FICTION November 21, 2014

The Balloonist Dreams of Flight

Fiction by LaTanya McQueen

His name is Henrik Von Kloppstraussen. Henrik has lived his entire life in Mettlach, a small town near the French border. He’s lived with his father, a shoemaker, in a small countryside house at the top of a hill. Henrik’s mother died shortly after he was born, and so he’s never known her. His father is a mild-mannered man used to the solitary work of constructing and repairing shoes. Because of this, Henrik too has learned to be solitary, instead spending his days after school reading in his books or drawing pictures.

As a boy Henrik is given a book full of woodcut images that tell the story of Jean-François Pilâtre de Rozier, the world’s first balloonist. The book gives brief snippets of Rozier’s life, first describing the process he went through to create his first balloon, and it ends with him flying high in the air.

Left out of the story is what happened during Rozier’s last attempt at flying. He had a plan to cross the English Channel, and, while more than 1,500 feet in the air, the wallpaper of the balloon’s envelope got wet because of the weather, and the balloon deflated. Rozier and his flight companion, Pierre Romain, fell to their deaths.
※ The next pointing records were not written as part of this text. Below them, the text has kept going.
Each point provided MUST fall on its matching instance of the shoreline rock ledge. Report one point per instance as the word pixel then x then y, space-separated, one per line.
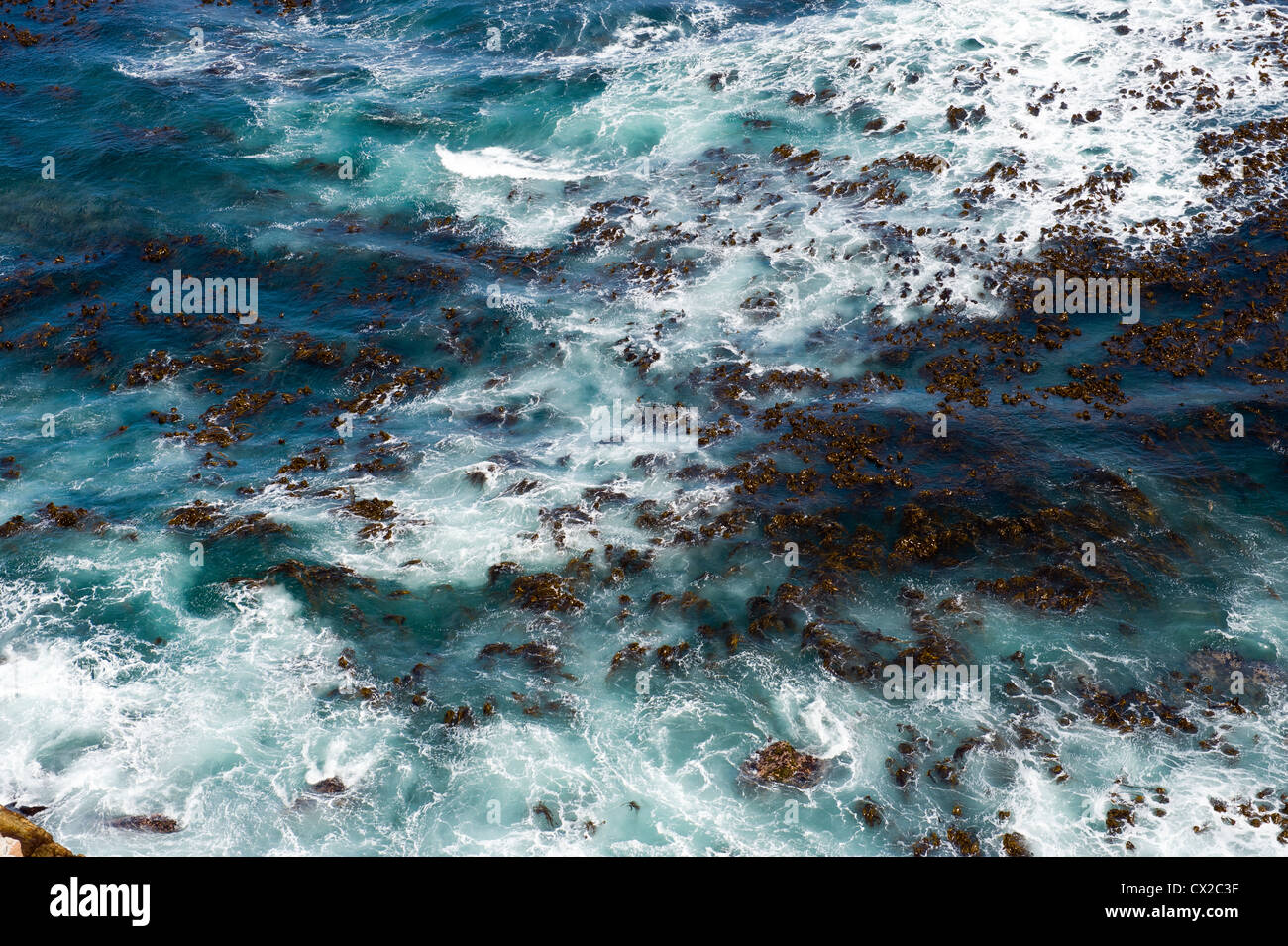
pixel 33 841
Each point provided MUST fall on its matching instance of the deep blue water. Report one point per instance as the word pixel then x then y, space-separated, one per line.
pixel 559 206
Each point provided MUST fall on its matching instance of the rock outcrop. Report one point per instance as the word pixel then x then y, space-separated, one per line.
pixel 34 839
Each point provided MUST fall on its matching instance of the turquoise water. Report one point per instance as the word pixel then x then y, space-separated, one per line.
pixel 552 209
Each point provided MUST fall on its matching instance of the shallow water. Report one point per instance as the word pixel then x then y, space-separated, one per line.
pixel 137 681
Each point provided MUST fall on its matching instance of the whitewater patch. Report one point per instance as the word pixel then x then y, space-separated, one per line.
pixel 496 161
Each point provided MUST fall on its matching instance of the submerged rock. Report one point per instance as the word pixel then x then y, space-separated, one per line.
pixel 780 764
pixel 155 824
pixel 329 787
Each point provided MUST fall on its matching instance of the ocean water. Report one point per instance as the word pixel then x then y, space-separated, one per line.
pixel 552 209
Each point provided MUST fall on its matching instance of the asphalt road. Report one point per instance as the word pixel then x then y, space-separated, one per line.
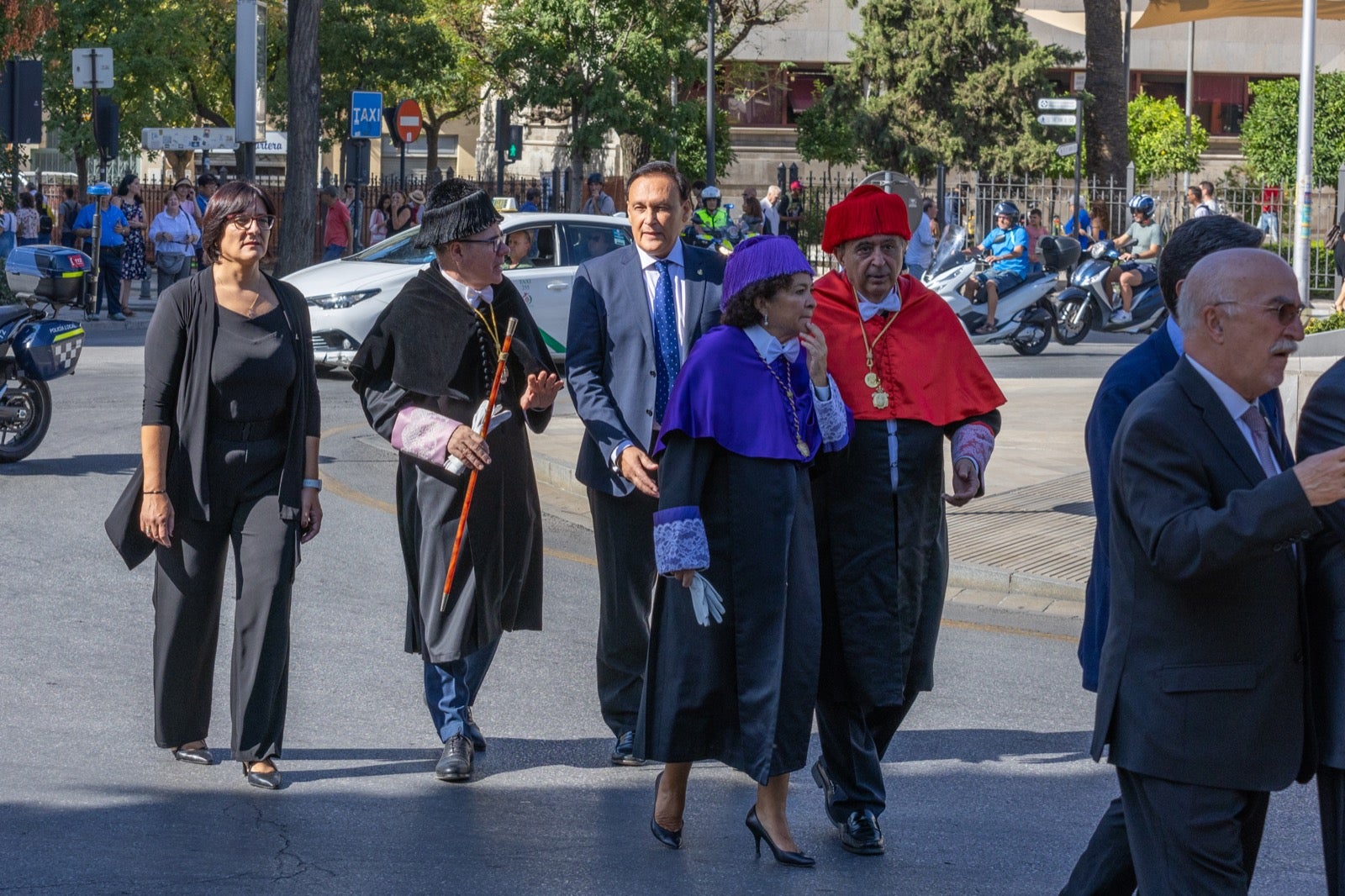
pixel 989 782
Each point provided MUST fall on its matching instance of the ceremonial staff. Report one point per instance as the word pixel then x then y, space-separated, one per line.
pixel 471 479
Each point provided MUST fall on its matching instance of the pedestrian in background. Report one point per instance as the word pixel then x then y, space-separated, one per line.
pixel 175 237
pixel 338 232
pixel 229 451
pixel 598 202
pixel 423 376
pixel 737 683
pixel 634 311
pixel 134 256
pixel 911 376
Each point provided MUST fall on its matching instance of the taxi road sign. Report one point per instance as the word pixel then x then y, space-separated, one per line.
pixel 408 121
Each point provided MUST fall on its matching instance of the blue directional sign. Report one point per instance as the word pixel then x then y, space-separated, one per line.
pixel 367 114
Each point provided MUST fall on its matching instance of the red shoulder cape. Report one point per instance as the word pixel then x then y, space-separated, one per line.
pixel 928 367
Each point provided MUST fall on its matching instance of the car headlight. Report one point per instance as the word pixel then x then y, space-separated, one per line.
pixel 342 299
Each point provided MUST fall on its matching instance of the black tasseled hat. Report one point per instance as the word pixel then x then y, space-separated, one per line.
pixel 456 210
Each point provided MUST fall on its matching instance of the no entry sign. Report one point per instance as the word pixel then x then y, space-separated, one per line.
pixel 408 121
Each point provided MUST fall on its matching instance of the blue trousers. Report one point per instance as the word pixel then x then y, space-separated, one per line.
pixel 451 688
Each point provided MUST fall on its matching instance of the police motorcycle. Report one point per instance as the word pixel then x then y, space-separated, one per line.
pixel 35 345
pixel 1089 302
pixel 1024 315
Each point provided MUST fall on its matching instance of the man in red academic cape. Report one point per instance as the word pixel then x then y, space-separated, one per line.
pixel 908 372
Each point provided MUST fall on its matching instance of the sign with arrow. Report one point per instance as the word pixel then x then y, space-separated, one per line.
pixel 1059 121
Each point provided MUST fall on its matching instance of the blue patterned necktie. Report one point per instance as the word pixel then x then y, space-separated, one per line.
pixel 669 354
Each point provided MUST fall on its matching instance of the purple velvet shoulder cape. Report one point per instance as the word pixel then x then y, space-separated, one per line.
pixel 725 393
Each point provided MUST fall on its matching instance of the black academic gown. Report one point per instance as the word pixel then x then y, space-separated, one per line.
pixel 888 556
pixel 432 351
pixel 740 690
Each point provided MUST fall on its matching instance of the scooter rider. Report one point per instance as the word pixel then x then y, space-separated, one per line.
pixel 710 215
pixel 1008 256
pixel 1145 239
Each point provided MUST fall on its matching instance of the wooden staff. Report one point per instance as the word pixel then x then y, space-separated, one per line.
pixel 471 479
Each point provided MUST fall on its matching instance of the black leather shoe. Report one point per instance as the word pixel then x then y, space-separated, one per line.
pixel 194 755
pixel 861 835
pixel 456 761
pixel 266 781
pixel 784 857
pixel 670 838
pixel 625 751
pixel 474 732
pixel 829 790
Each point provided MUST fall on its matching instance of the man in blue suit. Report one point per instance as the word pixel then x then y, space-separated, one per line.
pixel 634 315
pixel 1106 867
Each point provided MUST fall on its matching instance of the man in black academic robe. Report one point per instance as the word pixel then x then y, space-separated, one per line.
pixel 424 376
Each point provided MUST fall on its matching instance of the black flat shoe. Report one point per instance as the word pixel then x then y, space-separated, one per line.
pixel 266 781
pixel 784 857
pixel 670 838
pixel 194 755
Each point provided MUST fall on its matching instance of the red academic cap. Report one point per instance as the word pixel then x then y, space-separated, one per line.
pixel 869 210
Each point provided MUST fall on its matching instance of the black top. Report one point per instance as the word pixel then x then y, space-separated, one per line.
pixel 252 367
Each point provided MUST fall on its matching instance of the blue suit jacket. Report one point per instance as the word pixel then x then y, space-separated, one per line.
pixel 609 353
pixel 1136 372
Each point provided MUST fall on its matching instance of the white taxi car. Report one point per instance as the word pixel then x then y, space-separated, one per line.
pixel 346 296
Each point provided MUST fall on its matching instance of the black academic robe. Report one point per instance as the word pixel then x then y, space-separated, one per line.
pixel 740 690
pixel 432 351
pixel 883 560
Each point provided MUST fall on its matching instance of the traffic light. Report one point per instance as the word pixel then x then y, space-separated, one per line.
pixel 514 148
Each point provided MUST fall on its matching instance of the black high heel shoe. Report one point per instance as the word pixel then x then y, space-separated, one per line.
pixel 266 781
pixel 784 857
pixel 670 838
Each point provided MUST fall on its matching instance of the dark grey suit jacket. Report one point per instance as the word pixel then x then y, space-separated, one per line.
pixel 1203 672
pixel 1321 427
pixel 609 361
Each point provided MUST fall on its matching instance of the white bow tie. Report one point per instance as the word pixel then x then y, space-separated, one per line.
pixel 773 350
pixel 891 303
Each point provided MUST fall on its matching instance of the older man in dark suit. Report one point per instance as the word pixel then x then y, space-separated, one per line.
pixel 634 315
pixel 1105 868
pixel 1201 690
pixel 1321 428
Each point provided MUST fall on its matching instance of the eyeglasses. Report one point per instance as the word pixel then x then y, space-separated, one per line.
pixel 244 221
pixel 497 242
pixel 1286 313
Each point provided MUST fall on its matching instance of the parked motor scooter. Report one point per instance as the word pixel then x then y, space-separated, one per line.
pixel 1026 315
pixel 1089 302
pixel 35 346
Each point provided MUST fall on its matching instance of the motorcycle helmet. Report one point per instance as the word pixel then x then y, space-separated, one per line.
pixel 1143 203
pixel 1008 208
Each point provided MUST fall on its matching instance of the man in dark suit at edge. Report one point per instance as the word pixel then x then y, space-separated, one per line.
pixel 1203 687
pixel 1105 868
pixel 634 315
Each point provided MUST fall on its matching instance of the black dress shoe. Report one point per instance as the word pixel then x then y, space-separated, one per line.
pixel 670 838
pixel 861 835
pixel 784 857
pixel 194 755
pixel 456 761
pixel 474 732
pixel 266 781
pixel 625 751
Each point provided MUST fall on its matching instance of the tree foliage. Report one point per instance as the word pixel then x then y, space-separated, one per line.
pixel 1270 129
pixel 1158 141
pixel 931 81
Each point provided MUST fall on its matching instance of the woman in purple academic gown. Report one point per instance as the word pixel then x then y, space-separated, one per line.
pixel 751 409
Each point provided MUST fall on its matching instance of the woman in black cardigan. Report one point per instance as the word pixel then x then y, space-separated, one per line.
pixel 229 440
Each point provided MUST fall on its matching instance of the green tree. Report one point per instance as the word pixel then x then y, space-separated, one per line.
pixel 595 67
pixel 1158 141
pixel 1270 129
pixel 932 81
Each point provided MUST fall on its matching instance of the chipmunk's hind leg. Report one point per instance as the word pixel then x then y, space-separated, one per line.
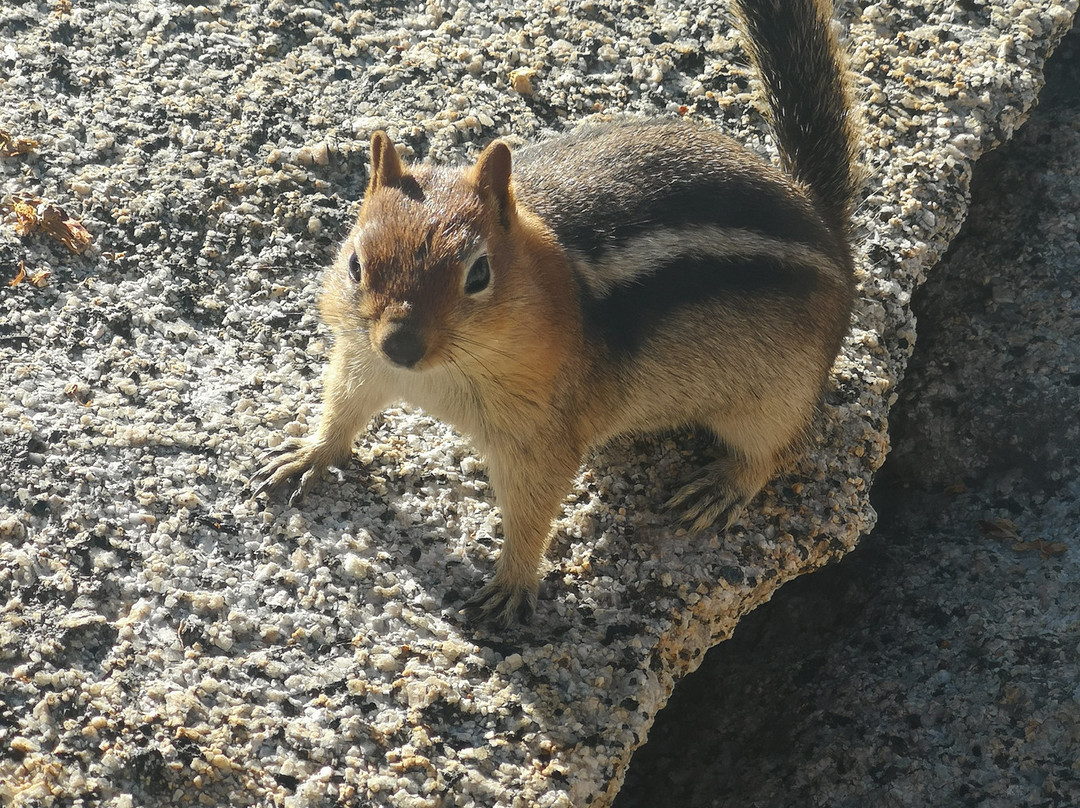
pixel 751 455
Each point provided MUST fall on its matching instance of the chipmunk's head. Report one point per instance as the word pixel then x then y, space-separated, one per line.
pixel 424 269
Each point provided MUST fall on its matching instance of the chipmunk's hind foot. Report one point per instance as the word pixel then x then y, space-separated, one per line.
pixel 501 605
pixel 717 494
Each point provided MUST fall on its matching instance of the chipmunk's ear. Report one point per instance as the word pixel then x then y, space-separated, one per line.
pixel 387 169
pixel 493 179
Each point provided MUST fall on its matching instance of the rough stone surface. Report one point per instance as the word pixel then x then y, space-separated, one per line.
pixel 939 663
pixel 163 640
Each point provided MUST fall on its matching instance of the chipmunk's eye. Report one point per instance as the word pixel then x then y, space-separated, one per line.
pixel 355 270
pixel 480 275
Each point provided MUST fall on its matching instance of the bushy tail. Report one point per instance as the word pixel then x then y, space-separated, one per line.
pixel 806 82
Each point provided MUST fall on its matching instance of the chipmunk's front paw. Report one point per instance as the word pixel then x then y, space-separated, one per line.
pixel 294 466
pixel 502 605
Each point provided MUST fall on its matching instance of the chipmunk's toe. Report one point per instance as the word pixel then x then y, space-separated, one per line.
pixel 502 605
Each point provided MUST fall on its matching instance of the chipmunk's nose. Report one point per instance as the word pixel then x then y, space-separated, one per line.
pixel 403 344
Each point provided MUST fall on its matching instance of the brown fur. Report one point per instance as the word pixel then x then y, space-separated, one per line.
pixel 521 367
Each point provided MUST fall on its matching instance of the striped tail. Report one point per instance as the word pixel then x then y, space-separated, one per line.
pixel 806 81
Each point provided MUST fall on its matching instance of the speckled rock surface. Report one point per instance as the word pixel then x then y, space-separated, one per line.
pixel 939 663
pixel 164 640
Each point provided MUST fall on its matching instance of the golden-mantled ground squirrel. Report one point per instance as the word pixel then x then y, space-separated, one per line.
pixel 628 277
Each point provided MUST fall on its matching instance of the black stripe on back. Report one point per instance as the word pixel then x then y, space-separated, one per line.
pixel 760 209
pixel 624 318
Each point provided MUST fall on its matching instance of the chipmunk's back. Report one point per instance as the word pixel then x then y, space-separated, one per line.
pixel 661 215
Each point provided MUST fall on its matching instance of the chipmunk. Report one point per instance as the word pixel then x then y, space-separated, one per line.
pixel 629 277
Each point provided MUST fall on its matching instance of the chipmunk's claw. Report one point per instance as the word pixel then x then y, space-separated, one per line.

Henrik rubs his fingers over the images. He rips one of the woodcuts, an image of Rozier, from the book. He places it in his sweater pocket where, he feels, he’ll remember.

 

Pictures first—crayon swirls of color circling round and round.

 

II.

On television every year the news broadcasts the world ballooning festival. In France, the country where Rozier flew, there’s a festival held in his name. Balloonists come from all over the world to fly, each of them sailing the path Rozier began but never finished.

Hypnotized, Henrik watches as hundreds of balloons color the air. Seeing them has cemented the dream in his heart. He will grow up to be a balloonist, and one day, if he is lucky, he will take part in the festival like all the men on the television.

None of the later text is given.